The average fuel economy of new cars sold in October was a record high 24.1 miles per gallon, according to data analysed by the University of Michigan’s Transportation Research Institute (UMTRI).Improving fuel economy has been a key motif in the auto industry in recent years, as hybrid and electric vehicles gain a foothold in the market.
President Bush set a fuel economy goal of 35 mpg by 2020 by signing the Energy Independence and Security Act. In August, President Obama and the EPA raised the bar to 54.5 mpg by 2025.
Rick Newman of U.S. News & World Report argued the aggressive new standards are a boon to the auto industry and customers:
Boosting fuel economy by four or five miles per gallon might not sound earth-shattering—until you bank the savings. A 5 mpg improvement would save about $525 per year for a motorist who drives 15,000 miles annually, if gas were at $3.50 per gallon. With gas at $4 per gallon, the savings would amount to $600 per year.
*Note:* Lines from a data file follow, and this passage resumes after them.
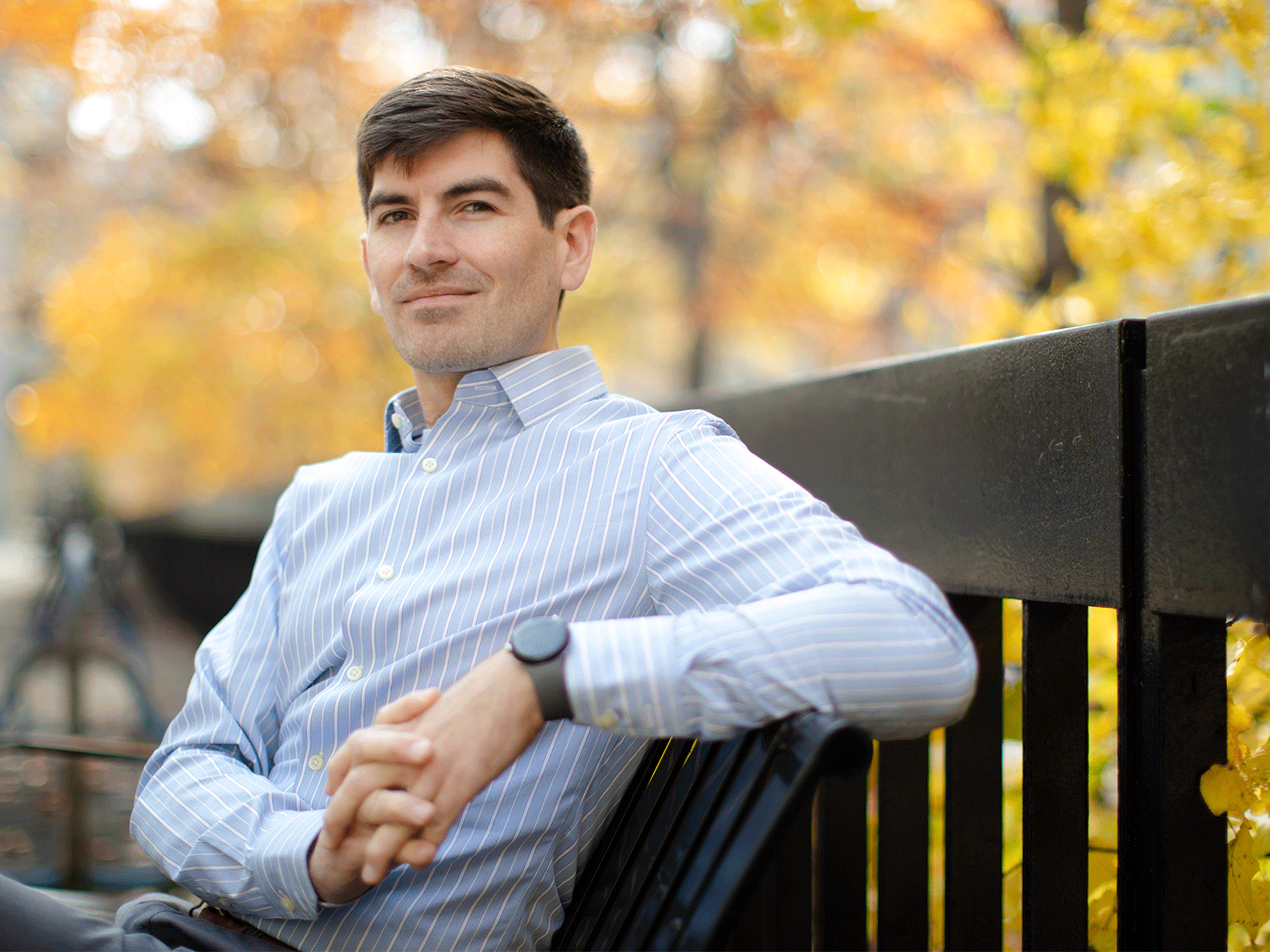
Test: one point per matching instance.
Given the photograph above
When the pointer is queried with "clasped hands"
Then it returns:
(398, 786)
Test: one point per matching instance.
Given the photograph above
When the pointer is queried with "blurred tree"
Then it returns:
(747, 230)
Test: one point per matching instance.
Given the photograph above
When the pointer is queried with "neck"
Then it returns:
(436, 393)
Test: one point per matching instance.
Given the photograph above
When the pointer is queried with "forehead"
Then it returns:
(468, 156)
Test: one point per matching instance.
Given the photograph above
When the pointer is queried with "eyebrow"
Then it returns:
(456, 190)
(486, 184)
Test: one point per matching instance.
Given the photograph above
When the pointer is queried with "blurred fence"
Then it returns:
(1123, 465)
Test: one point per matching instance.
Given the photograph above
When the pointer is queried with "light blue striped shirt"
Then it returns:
(705, 592)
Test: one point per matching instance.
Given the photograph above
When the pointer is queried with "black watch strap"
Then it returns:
(549, 685)
(539, 644)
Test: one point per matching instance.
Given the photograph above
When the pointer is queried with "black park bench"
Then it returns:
(1123, 465)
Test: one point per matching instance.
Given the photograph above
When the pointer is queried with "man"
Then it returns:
(653, 577)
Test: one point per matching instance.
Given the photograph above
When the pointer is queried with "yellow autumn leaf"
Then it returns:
(1248, 903)
(1103, 918)
(1219, 785)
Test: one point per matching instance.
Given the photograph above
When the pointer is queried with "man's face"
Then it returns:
(460, 266)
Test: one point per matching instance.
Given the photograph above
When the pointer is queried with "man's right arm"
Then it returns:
(206, 810)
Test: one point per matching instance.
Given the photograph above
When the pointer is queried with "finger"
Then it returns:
(417, 852)
(395, 806)
(360, 782)
(384, 846)
(408, 706)
(372, 744)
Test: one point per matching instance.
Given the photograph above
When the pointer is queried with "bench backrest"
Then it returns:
(687, 847)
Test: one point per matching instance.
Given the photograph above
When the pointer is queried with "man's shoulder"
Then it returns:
(625, 414)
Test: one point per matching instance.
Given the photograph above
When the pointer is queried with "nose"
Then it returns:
(432, 244)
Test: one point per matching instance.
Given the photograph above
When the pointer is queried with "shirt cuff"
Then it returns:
(279, 865)
(620, 677)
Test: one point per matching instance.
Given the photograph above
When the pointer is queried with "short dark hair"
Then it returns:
(440, 105)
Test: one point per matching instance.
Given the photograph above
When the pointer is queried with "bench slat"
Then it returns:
(972, 800)
(903, 844)
(1056, 697)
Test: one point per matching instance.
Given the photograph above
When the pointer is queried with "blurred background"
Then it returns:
(784, 187)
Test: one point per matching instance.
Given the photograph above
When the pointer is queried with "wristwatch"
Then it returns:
(539, 644)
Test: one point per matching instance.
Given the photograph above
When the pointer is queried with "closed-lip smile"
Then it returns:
(423, 294)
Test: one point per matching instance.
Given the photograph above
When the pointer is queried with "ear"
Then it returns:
(575, 232)
(375, 294)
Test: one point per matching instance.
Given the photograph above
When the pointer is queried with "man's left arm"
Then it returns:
(768, 605)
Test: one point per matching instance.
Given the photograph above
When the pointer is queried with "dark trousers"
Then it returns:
(32, 920)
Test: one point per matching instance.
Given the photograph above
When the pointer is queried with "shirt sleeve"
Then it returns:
(768, 605)
(206, 812)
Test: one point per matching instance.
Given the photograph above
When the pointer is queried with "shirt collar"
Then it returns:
(535, 386)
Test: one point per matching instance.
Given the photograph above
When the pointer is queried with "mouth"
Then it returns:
(437, 296)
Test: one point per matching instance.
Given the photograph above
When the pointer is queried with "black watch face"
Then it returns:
(540, 640)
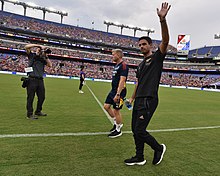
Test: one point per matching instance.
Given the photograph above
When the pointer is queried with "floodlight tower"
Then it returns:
(2, 5)
(217, 36)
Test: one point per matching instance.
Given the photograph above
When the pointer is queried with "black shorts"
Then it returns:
(110, 97)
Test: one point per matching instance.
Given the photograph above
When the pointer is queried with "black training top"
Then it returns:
(149, 74)
(119, 70)
(37, 63)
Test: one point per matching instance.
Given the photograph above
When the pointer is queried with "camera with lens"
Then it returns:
(25, 81)
(47, 51)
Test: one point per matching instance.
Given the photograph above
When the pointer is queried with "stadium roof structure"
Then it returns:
(34, 6)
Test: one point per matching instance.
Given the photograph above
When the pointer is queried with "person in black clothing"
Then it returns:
(146, 93)
(82, 79)
(37, 61)
(118, 92)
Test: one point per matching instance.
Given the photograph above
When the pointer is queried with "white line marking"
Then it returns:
(100, 133)
(100, 104)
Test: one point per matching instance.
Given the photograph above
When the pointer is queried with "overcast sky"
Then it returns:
(199, 18)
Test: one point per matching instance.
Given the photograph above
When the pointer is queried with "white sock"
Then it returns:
(115, 121)
(118, 127)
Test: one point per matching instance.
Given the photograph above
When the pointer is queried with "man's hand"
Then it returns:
(131, 100)
(163, 11)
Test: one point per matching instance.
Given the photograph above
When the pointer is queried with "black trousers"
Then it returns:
(143, 110)
(35, 86)
(81, 84)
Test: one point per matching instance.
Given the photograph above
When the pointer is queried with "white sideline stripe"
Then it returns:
(100, 104)
(99, 133)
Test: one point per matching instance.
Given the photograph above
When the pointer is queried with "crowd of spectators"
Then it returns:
(13, 20)
(64, 52)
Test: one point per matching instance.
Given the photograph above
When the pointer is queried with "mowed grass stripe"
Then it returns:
(100, 133)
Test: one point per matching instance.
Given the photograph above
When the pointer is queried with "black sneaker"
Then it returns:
(135, 161)
(40, 114)
(113, 128)
(158, 155)
(32, 117)
(115, 134)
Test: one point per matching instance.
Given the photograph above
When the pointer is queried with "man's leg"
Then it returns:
(138, 159)
(118, 118)
(41, 97)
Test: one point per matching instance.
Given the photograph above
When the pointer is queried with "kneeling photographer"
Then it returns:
(35, 82)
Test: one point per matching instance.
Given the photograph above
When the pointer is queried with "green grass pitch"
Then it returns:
(193, 153)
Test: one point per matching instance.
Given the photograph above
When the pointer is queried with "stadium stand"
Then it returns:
(75, 46)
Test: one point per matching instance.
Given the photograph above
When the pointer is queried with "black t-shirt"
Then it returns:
(149, 74)
(37, 63)
(119, 70)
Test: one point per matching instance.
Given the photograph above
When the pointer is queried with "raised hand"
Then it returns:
(165, 7)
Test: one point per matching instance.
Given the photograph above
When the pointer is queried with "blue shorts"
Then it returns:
(110, 97)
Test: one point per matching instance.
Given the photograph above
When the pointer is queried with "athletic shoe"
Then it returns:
(113, 128)
(115, 134)
(32, 117)
(158, 155)
(135, 161)
(40, 114)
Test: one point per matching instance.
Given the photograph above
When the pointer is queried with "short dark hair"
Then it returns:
(149, 40)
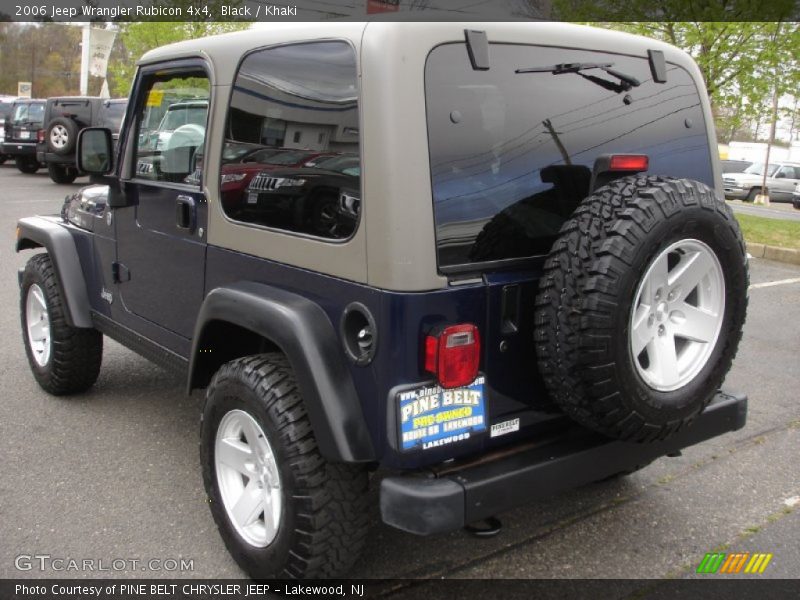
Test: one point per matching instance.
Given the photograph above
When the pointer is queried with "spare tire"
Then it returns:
(641, 306)
(62, 135)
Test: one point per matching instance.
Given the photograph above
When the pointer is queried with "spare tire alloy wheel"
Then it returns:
(59, 136)
(677, 315)
(641, 306)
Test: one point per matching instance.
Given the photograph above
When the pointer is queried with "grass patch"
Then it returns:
(773, 232)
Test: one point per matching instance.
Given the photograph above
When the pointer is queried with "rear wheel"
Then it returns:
(281, 508)
(27, 164)
(61, 173)
(63, 359)
(640, 310)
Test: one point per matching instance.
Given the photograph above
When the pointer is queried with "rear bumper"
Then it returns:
(19, 148)
(48, 158)
(427, 505)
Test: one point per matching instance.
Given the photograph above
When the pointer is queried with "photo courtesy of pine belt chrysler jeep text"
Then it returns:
(472, 264)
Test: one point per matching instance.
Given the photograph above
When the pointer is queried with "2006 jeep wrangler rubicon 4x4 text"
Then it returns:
(491, 260)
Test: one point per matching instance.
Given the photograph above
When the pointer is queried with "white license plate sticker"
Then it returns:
(505, 427)
(431, 417)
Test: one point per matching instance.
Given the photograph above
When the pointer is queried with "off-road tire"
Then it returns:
(585, 297)
(70, 129)
(324, 521)
(62, 174)
(27, 164)
(76, 353)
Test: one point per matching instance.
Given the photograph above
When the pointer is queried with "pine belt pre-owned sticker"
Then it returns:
(431, 417)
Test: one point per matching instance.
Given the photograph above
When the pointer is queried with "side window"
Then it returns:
(291, 157)
(172, 127)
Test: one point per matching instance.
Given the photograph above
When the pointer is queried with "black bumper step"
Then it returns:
(427, 505)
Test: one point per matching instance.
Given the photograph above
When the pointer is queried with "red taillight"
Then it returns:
(454, 355)
(629, 162)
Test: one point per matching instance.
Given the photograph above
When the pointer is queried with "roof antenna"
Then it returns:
(658, 66)
(478, 48)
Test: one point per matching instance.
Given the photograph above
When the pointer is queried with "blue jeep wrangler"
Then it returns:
(487, 264)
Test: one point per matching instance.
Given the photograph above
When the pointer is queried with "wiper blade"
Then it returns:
(626, 81)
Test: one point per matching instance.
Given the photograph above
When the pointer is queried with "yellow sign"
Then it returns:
(155, 98)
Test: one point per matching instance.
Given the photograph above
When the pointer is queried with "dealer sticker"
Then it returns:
(504, 427)
(431, 417)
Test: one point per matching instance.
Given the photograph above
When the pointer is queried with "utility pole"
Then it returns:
(564, 154)
(85, 59)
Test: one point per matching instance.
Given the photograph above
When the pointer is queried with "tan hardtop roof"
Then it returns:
(225, 51)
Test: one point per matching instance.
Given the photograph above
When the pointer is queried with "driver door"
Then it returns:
(161, 236)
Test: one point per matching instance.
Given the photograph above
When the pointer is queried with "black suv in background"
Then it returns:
(64, 117)
(6, 106)
(21, 127)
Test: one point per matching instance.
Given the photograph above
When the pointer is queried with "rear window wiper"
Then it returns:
(626, 82)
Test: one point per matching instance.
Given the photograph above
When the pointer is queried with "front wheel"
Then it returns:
(281, 508)
(63, 359)
(641, 307)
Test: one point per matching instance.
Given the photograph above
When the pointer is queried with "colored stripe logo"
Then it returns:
(737, 562)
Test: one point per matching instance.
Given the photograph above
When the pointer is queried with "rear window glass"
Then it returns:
(512, 153)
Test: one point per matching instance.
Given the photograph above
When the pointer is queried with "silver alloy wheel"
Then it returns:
(677, 315)
(59, 136)
(248, 478)
(37, 320)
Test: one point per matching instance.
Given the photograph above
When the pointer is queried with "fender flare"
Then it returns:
(39, 232)
(303, 332)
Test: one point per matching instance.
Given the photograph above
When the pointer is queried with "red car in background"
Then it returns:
(246, 161)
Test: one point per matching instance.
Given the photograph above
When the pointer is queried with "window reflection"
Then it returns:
(511, 153)
(291, 157)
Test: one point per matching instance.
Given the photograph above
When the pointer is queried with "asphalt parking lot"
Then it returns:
(114, 473)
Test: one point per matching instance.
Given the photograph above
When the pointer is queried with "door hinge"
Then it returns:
(120, 272)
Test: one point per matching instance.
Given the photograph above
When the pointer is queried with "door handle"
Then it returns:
(509, 309)
(186, 213)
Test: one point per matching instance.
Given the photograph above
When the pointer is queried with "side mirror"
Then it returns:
(95, 151)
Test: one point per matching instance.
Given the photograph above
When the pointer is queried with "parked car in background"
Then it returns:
(237, 175)
(21, 130)
(734, 166)
(64, 118)
(6, 106)
(782, 177)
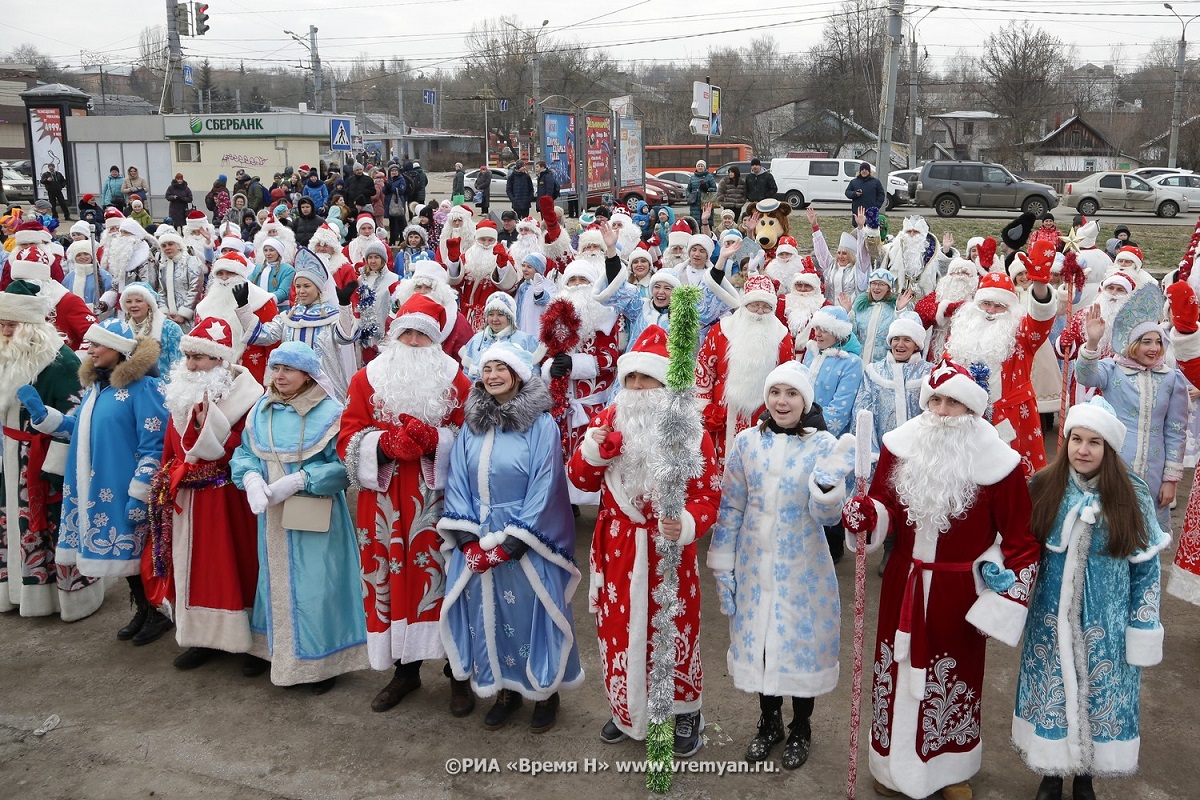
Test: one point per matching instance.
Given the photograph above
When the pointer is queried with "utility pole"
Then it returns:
(316, 68)
(888, 96)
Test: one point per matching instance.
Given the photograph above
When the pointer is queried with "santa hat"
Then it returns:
(516, 359)
(834, 320)
(679, 234)
(907, 324)
(1120, 278)
(996, 287)
(1099, 416)
(504, 304)
(790, 373)
(948, 379)
(210, 336)
(1129, 252)
(592, 236)
(648, 356)
(423, 314)
(30, 264)
(22, 302)
(196, 220)
(233, 263)
(759, 288)
(114, 334)
(580, 269)
(703, 241)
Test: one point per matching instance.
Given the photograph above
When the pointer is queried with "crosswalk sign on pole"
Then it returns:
(339, 133)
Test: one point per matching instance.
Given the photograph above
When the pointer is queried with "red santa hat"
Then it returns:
(679, 234)
(949, 379)
(648, 356)
(210, 336)
(996, 287)
(759, 288)
(423, 314)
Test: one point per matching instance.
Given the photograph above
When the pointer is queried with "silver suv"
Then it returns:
(947, 186)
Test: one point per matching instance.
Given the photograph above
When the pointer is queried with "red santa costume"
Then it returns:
(69, 312)
(936, 310)
(407, 407)
(480, 270)
(228, 272)
(623, 559)
(1003, 344)
(204, 543)
(961, 570)
(735, 360)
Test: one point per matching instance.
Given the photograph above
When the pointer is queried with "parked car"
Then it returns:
(17, 187)
(803, 180)
(1122, 192)
(947, 186)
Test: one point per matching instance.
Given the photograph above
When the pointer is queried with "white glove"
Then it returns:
(258, 494)
(286, 487)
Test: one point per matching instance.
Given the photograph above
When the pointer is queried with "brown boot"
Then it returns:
(462, 699)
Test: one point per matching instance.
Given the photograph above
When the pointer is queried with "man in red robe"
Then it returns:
(401, 419)
(204, 546)
(945, 487)
(995, 338)
(616, 458)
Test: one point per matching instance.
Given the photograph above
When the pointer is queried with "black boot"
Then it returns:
(1050, 788)
(771, 733)
(138, 600)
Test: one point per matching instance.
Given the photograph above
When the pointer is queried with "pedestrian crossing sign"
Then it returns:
(340, 133)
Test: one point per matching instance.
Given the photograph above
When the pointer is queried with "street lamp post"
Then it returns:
(1181, 55)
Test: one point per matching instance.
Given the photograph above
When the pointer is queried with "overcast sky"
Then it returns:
(430, 34)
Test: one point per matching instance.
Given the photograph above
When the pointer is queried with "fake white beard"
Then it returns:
(636, 420)
(973, 337)
(414, 382)
(934, 482)
(187, 388)
(30, 349)
(751, 354)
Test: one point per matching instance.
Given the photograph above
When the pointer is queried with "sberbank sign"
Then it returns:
(227, 124)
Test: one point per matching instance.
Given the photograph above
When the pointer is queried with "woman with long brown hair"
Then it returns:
(1093, 618)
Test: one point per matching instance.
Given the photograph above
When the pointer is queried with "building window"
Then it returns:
(187, 152)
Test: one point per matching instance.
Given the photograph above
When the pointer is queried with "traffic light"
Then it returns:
(183, 22)
(202, 18)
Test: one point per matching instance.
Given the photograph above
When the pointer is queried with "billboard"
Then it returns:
(633, 162)
(599, 151)
(558, 145)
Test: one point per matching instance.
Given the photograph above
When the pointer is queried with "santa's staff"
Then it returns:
(677, 462)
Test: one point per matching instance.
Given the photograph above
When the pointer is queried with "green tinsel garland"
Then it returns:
(678, 461)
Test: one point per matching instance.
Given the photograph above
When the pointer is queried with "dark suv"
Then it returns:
(951, 185)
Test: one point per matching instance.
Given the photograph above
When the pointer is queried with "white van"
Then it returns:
(803, 180)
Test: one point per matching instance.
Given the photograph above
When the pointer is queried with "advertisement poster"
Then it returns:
(633, 164)
(558, 144)
(46, 126)
(599, 152)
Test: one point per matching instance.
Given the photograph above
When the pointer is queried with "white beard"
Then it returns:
(973, 337)
(934, 482)
(412, 380)
(187, 388)
(751, 354)
(593, 314)
(636, 420)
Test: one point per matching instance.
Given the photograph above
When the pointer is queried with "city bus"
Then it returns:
(675, 157)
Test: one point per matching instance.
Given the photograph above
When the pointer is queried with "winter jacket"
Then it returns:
(179, 197)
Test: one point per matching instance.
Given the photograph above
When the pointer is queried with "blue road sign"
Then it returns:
(340, 133)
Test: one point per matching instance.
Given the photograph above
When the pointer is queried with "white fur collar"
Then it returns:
(993, 462)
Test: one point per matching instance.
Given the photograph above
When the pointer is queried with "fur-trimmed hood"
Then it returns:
(142, 362)
(517, 415)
Regardless of the merit of the new standards, they are having an impact on the auto industry. Cars are lighter; new transmission technologies make engines more efficient. Fuel economy is a central part of the marketing campaign of many new cars, including Nissan’s Sentra and Pathfinder, and Ford’s Fusion.
UMTRI has been tracking fuel economy since October 2007. The “average sales-weighted fuel economy” is based on fuel economy figures provided by the EPA. The data includes individual models of light-duty vehicles, including cars, vans, SUVs, and pickup trucks.